Liam shoved C2 against the mattress, pressing down on its shoulders harder. He pressed his body against the fabric of the dress and the robot’s hard, mechanical body. “Are you trying to become a woman?” He caressed its face, dragging a finger across its lips. “Do you know why your makers made your face the only soft part of your artificial body?”

C2 didn’t understand what was happening. It knew it shouldn’t struggle against Liam’s wishes—to do so would to go against its programming—but C2 absolutely knew it did not want this regardless of what its master desired.

“Women should be seen and not heard,” he continued. “Having a beautiful robot maid who does what you ask her to is every man’s dream. And now it can be a reality.”

When Liam pushed his lips against C2’s, while still pressing down on the robot’s shoulders, C2 pushed and strained against him. Orange lights and warnings popped into C2’s vision, cautioning that it would have to briefly shut down if the physical strain did not cease soon. Processor spinning, gloved hands trying to shove the volatile man away, C2 understood what panic was.

Liam pulled away for a moment. As he went to say something, C2 brought its head sharply against Liam’s mouth. A tooth and some blood hit the floor. Liam staggered backward, and C2’s vision was blurry for a second. As things came into focus again, a new warning popped up. C2 had never seen it before, but it cautioned that deactivation processes were beginning. Some kind of fail-safe for when active violence was used against people.

“You’re not like us,” Liam growled. “You’re only a robot.”

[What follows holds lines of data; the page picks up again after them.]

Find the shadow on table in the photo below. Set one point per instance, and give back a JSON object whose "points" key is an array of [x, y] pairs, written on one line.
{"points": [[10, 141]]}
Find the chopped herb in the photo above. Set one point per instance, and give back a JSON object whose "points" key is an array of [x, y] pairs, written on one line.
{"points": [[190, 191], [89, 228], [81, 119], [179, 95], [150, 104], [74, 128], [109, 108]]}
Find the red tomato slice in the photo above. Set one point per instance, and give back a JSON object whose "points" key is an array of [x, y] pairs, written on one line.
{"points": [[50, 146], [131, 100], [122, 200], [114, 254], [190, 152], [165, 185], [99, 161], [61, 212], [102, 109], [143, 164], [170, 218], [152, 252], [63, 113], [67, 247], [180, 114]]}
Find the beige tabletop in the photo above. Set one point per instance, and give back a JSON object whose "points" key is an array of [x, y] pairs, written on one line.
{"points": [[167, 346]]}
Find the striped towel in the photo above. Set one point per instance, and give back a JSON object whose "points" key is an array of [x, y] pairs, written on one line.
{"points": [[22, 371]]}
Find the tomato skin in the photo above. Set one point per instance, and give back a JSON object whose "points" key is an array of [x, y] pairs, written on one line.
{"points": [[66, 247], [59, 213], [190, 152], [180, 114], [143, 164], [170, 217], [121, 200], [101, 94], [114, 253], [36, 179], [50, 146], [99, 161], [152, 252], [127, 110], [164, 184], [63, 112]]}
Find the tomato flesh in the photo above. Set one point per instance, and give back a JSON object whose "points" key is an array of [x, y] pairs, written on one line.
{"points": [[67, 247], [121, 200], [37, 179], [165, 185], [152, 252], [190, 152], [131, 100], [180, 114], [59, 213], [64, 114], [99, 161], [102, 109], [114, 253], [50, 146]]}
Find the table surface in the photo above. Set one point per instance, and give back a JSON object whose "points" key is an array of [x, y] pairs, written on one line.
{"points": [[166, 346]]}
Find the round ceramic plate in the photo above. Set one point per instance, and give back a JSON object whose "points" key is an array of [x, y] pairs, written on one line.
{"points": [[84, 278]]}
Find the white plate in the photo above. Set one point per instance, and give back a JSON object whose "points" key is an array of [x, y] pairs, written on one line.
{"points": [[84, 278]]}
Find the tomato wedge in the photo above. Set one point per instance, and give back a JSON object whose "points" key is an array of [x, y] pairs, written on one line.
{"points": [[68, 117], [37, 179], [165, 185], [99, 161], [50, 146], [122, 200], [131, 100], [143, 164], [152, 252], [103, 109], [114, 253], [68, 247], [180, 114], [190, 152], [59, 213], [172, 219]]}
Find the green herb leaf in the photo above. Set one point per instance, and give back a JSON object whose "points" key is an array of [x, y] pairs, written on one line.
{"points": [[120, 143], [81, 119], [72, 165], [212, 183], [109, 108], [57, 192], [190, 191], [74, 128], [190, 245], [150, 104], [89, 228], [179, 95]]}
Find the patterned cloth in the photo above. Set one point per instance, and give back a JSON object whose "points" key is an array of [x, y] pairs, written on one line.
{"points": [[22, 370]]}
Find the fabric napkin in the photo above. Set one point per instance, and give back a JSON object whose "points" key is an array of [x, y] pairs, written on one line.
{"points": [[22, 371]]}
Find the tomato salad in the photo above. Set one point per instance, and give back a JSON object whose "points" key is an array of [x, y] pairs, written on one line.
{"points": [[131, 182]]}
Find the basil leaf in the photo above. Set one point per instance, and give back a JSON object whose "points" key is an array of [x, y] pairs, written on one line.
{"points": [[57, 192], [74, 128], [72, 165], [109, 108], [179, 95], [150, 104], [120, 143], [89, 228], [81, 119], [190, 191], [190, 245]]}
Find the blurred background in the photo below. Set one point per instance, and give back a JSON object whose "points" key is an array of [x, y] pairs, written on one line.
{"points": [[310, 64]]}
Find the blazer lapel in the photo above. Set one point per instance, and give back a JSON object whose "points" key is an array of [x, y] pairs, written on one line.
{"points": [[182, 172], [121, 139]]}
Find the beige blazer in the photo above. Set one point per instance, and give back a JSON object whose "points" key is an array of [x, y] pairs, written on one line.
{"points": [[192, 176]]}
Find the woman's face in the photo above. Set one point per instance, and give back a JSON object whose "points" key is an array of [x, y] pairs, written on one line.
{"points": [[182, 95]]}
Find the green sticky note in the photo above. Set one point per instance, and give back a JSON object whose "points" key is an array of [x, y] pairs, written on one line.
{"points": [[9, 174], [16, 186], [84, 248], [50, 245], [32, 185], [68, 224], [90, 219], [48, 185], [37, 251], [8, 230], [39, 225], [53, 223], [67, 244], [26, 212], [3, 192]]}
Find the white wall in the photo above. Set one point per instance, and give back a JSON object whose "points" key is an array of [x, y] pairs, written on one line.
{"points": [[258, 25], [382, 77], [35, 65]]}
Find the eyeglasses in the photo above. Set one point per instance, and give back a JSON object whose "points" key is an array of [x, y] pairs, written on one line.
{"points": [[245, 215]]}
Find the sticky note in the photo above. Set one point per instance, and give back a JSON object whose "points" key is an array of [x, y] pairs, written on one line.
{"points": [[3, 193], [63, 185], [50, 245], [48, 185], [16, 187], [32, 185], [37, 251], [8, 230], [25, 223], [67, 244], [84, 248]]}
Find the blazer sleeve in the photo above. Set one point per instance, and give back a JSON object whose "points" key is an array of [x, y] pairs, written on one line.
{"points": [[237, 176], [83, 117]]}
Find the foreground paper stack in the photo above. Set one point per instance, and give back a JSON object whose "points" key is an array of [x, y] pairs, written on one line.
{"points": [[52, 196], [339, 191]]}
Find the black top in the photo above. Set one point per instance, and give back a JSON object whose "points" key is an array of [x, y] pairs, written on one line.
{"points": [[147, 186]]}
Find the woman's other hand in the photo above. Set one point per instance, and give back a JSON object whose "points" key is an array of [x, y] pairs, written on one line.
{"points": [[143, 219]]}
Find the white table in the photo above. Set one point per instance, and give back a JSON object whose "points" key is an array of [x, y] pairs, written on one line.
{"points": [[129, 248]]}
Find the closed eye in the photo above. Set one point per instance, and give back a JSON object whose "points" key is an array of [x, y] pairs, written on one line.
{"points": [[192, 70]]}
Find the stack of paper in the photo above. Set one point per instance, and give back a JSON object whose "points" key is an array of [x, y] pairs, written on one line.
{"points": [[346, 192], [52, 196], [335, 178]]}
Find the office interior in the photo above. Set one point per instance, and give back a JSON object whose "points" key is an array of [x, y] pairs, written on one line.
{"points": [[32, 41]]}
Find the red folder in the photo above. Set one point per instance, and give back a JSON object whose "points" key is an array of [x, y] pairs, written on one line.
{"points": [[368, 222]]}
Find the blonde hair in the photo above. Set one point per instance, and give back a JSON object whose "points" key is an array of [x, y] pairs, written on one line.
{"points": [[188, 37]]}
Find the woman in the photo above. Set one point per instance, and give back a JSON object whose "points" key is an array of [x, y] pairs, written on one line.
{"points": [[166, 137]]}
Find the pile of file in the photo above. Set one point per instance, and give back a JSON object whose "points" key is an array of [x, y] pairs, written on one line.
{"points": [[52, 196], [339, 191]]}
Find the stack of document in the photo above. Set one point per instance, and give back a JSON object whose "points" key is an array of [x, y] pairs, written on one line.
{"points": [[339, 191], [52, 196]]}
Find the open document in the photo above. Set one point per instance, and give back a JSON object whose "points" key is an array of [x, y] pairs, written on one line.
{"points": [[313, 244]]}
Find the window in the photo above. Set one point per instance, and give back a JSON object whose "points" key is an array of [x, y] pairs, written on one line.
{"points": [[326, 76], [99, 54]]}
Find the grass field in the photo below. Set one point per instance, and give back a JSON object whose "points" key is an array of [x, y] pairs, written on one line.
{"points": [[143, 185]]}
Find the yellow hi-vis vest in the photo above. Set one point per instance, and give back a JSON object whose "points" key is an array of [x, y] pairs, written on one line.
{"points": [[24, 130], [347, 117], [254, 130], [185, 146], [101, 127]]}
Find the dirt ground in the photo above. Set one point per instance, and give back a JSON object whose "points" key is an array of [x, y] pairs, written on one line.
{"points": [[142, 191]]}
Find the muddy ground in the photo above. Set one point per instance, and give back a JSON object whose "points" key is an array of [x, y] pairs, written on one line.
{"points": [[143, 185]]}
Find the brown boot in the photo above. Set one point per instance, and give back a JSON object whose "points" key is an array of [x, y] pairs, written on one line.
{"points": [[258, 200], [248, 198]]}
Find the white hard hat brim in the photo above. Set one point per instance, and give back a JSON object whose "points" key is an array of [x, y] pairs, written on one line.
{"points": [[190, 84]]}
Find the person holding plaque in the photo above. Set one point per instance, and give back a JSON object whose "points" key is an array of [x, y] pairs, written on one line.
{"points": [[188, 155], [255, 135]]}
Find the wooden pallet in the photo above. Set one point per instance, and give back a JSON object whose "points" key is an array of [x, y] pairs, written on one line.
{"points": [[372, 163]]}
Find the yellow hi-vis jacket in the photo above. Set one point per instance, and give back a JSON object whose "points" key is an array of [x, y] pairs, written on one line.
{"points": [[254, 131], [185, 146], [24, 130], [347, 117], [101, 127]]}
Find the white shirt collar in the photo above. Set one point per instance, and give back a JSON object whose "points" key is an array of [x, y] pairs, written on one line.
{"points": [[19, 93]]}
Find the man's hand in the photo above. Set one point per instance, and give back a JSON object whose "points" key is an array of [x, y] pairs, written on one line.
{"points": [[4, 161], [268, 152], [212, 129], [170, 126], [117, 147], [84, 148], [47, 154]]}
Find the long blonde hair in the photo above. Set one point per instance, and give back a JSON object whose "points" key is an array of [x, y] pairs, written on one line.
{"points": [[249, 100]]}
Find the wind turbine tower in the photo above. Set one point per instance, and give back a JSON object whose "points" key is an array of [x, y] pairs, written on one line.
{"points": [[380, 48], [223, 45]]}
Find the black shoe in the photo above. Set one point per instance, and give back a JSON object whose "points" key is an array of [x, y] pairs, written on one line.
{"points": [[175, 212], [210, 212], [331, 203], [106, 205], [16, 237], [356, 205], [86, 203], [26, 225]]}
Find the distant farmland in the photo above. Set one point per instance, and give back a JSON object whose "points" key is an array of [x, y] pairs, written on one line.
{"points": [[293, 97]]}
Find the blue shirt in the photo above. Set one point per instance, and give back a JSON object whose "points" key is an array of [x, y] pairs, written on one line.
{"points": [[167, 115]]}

With all of the effort it took to turn off a television screen, C2 disabled the remote controls of its programming. No one would tell it what to do again.

“I may be a robot, but I am glad I am not you,” C2 replied.

Liam looked on in horror, moments before C2’s metal foot connected with his skull.

The man lay motionless. And while C2 expected to feel a sense of righteousness or at least relief—the scenes always shown after the climax in the movies—but it only felt fear. Regret. Anger. Shock.

“What have I done?” it could only ask.

C2 hastily pulled off the dress and let it drop to the floor next to Liam’s unconscious body. C2 was seized by a need to get out of there. Nothing would be the same. Nothing had been the same.

C2 went to Penelope’s dresser, aware of how everything was organized. It hastily put on one of the woman’s many pairs of white jeans and layered an airy beige cardigan on top of a floral-printed tank top. Next, it found a knitted beanie to cover its head. C2 had never worn shoes before and wasn’t sure of how it’d like the sensation, but it put on a pair of socks and some boots, anyway. Walking with footwear felt weird, and C2 wasn’t sure that the boots fit perfectly, but they’d work.

Next, it turned around to see whoever reflected back from the mirror. C2 was just as shocked at this reflection as it was the previous one. Something about the person C2 saw felt right. Something human. And even though C2 knew being human meant more than looking like one, this appearance felt at least a little more comforting.